Toutefois, en l’absence de caractérisation d’un trouble collectif, d’un état de péril ou d’une quelconque urgence au sens de l’article 18 de la loi du 10 juillet 1965, il ne peut être reproché au syndic de ne pas avoir pris d’initiative procédurale, alors même qu’aucune résolution n’a été votée par l’assemblée générale des copropriétaires pour introduire une action en justice à l’encontre des consorts [R].
En outre, la SCI PYRENEES BELLEVILLE ne justifie pas d’une demande de sa part, es qualité de copropriétaire, d’inscrire à l’ordre du jour d’une assemblée générale des copropriétaires le vote d’une résolution pour qu’une telle initiative procédurale soit prise, alors qu’elle en avait la possibilité.

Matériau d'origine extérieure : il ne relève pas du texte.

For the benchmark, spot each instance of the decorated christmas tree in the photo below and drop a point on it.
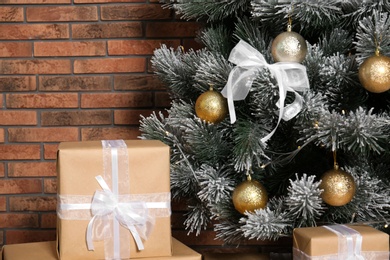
(282, 120)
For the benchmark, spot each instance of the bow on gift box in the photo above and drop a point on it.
(132, 215)
(290, 76)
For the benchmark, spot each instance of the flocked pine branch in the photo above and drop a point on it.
(248, 149)
(304, 202)
(197, 218)
(216, 185)
(305, 14)
(265, 224)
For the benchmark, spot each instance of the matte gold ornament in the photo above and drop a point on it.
(374, 73)
(249, 195)
(211, 106)
(339, 187)
(289, 47)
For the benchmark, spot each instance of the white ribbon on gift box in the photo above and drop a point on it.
(290, 76)
(349, 247)
(110, 209)
(350, 242)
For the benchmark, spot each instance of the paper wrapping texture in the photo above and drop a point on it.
(77, 165)
(318, 241)
(47, 251)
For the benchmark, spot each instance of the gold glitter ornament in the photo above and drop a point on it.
(374, 73)
(339, 187)
(211, 106)
(249, 195)
(289, 47)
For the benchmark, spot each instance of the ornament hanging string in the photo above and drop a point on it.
(290, 76)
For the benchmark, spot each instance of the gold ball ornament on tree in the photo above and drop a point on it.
(211, 106)
(249, 195)
(289, 47)
(339, 187)
(374, 73)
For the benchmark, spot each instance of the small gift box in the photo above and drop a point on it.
(340, 242)
(47, 251)
(113, 200)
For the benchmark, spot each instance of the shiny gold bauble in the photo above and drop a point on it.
(374, 73)
(339, 187)
(211, 106)
(289, 47)
(249, 195)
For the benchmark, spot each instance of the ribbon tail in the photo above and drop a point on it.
(89, 234)
(282, 98)
(137, 237)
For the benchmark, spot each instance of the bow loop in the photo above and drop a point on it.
(289, 76)
(132, 215)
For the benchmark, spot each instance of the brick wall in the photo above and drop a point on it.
(71, 70)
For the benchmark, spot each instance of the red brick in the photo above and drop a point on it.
(3, 204)
(94, 134)
(27, 236)
(19, 220)
(130, 117)
(35, 66)
(2, 170)
(109, 65)
(20, 186)
(48, 220)
(107, 30)
(11, 14)
(74, 83)
(137, 82)
(61, 13)
(190, 43)
(20, 152)
(32, 203)
(50, 185)
(50, 151)
(50, 49)
(2, 135)
(111, 100)
(31, 169)
(15, 49)
(42, 100)
(11, 117)
(17, 83)
(76, 118)
(138, 47)
(172, 29)
(135, 12)
(53, 134)
(162, 99)
(33, 31)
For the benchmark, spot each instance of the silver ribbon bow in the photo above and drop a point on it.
(132, 215)
(289, 76)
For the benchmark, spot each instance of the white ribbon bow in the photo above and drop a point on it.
(350, 242)
(132, 215)
(290, 76)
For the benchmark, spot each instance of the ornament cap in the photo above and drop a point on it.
(377, 52)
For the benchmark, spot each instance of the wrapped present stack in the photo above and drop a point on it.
(340, 242)
(113, 202)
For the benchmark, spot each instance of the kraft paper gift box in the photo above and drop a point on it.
(340, 242)
(47, 251)
(109, 194)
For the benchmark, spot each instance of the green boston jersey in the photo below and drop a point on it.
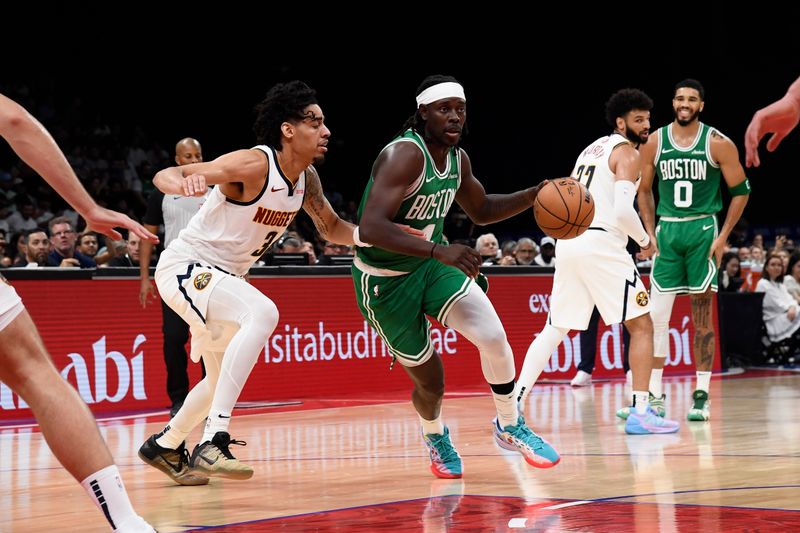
(688, 178)
(425, 205)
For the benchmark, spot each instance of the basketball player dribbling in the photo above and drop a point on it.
(414, 181)
(609, 168)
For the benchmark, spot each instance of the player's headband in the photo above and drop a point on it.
(441, 91)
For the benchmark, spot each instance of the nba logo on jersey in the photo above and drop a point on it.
(641, 298)
(201, 280)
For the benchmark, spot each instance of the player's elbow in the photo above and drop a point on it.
(367, 231)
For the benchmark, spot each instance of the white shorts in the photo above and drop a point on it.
(10, 303)
(595, 272)
(186, 286)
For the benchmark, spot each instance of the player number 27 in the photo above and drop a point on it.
(268, 240)
(585, 171)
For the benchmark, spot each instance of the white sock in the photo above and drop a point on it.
(432, 426)
(641, 401)
(655, 382)
(217, 421)
(506, 405)
(106, 490)
(703, 380)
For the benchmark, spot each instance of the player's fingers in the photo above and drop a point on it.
(775, 140)
(108, 232)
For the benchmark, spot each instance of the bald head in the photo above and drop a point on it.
(188, 151)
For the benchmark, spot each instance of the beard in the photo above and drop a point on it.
(635, 137)
(685, 122)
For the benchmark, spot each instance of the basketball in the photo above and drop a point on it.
(564, 208)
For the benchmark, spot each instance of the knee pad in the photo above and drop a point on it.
(660, 311)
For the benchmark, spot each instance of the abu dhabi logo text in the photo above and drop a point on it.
(295, 344)
(129, 376)
(610, 349)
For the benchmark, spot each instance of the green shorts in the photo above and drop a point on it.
(395, 306)
(682, 264)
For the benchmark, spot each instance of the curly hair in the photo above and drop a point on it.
(416, 121)
(284, 102)
(624, 101)
(691, 83)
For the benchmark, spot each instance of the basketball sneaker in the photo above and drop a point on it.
(213, 458)
(658, 405)
(445, 461)
(519, 438)
(701, 409)
(174, 463)
(648, 423)
(581, 379)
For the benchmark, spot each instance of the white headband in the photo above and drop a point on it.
(440, 91)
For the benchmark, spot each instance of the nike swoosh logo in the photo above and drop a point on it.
(176, 468)
(206, 459)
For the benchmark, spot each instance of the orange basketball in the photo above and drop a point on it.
(564, 208)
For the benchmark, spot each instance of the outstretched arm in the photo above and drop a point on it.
(246, 168)
(34, 144)
(625, 163)
(778, 118)
(327, 222)
(485, 208)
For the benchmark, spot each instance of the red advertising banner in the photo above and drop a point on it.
(110, 349)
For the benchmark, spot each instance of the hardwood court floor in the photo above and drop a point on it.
(364, 468)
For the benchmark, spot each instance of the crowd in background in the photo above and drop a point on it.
(116, 164)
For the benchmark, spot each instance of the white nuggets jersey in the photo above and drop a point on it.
(595, 269)
(593, 171)
(232, 235)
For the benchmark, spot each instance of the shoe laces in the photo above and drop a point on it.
(223, 444)
(525, 435)
(442, 447)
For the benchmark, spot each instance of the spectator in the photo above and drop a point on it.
(781, 316)
(730, 273)
(525, 252)
(489, 248)
(37, 246)
(792, 278)
(131, 257)
(5, 260)
(547, 252)
(63, 239)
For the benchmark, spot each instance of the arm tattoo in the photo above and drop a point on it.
(314, 202)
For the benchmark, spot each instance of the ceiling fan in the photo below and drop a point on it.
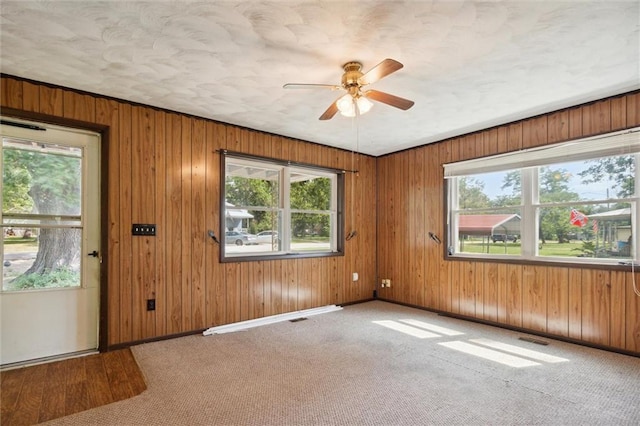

Par ailleurs, le syndic justifie dans ses pièces avoir transmis en temps utile aux consorts [R] les revendications de la SCI PYRENEES BELLEVILLE concernant l’accès à l’entrée commune du [Adresse 4] (devenue la [Adresse 10]).
Enfin, la SCI PYRENEES BELLEVILLE n’établit pas la réalité de son préjudice qui serait prétendument lié au fait que la sortie de l’immeuble sis [Adresse 4] (devenue la [Adresse 10]) constituerait l’issue de secours du local commercial occupé par la société MR DISTRIBUTION, son locataire.
En tout état de cause, le préjudice allégué par la SCI PYRENEES BELLEVILLE est directement lié au sort de sa demande principale, laquelle se trouve en l’état irrecevable, faute d’avoir mis en cause le syndicat des copropriétaires.
En conséquence, la SCI PYRENEES BELLEVILLE sera déboutée de sa demande tendant à condamner la société JEAN CHARPENTIER SA, ès qualité de syndic de l’immeuble sis [Adresse 2] et [Adresse 4] (devenue la [Adresse 10]) à [Localité 8] à lui verser une somme de 2 000 euros en réparation de son préjudice, celui-ci n’étant pas établi.
3) Sur les demandes accessoires
La SCI PYRENEES BELLEVILLE, qui succombe en la présente instance, sera déboutée de ses demandes formulées sur le fondement de l’article 700 du Code de procédure civile.
En outre, la SCI PYRENEES BELLEVILLE sera condamnée, sur ce même fondement, à verser la somme de 1 000 euros à la société JEAN CHARPENTIER SA et la somme de 2 000 euros aux consorts [R], qui ont été exposés à des frais irrépétibles en raison de la présente procédure, frais qu’il serait inéquitable de laisser à leur charge.
La SCI PYRENEES BELLEVILLE, qui succombe en la présente instance, sera condamnée aux entiers dépens, dont distraction au profit de la SELAS LPA – CGR Avocats à l'égard de ceux dont celle-ci a fait l'avance sans avoir recu provision, conformément aux dispositions de l'article 699 du Code de procédure civile.
Les parties seront déboutées de toute autre demande, plus ample ou contraire.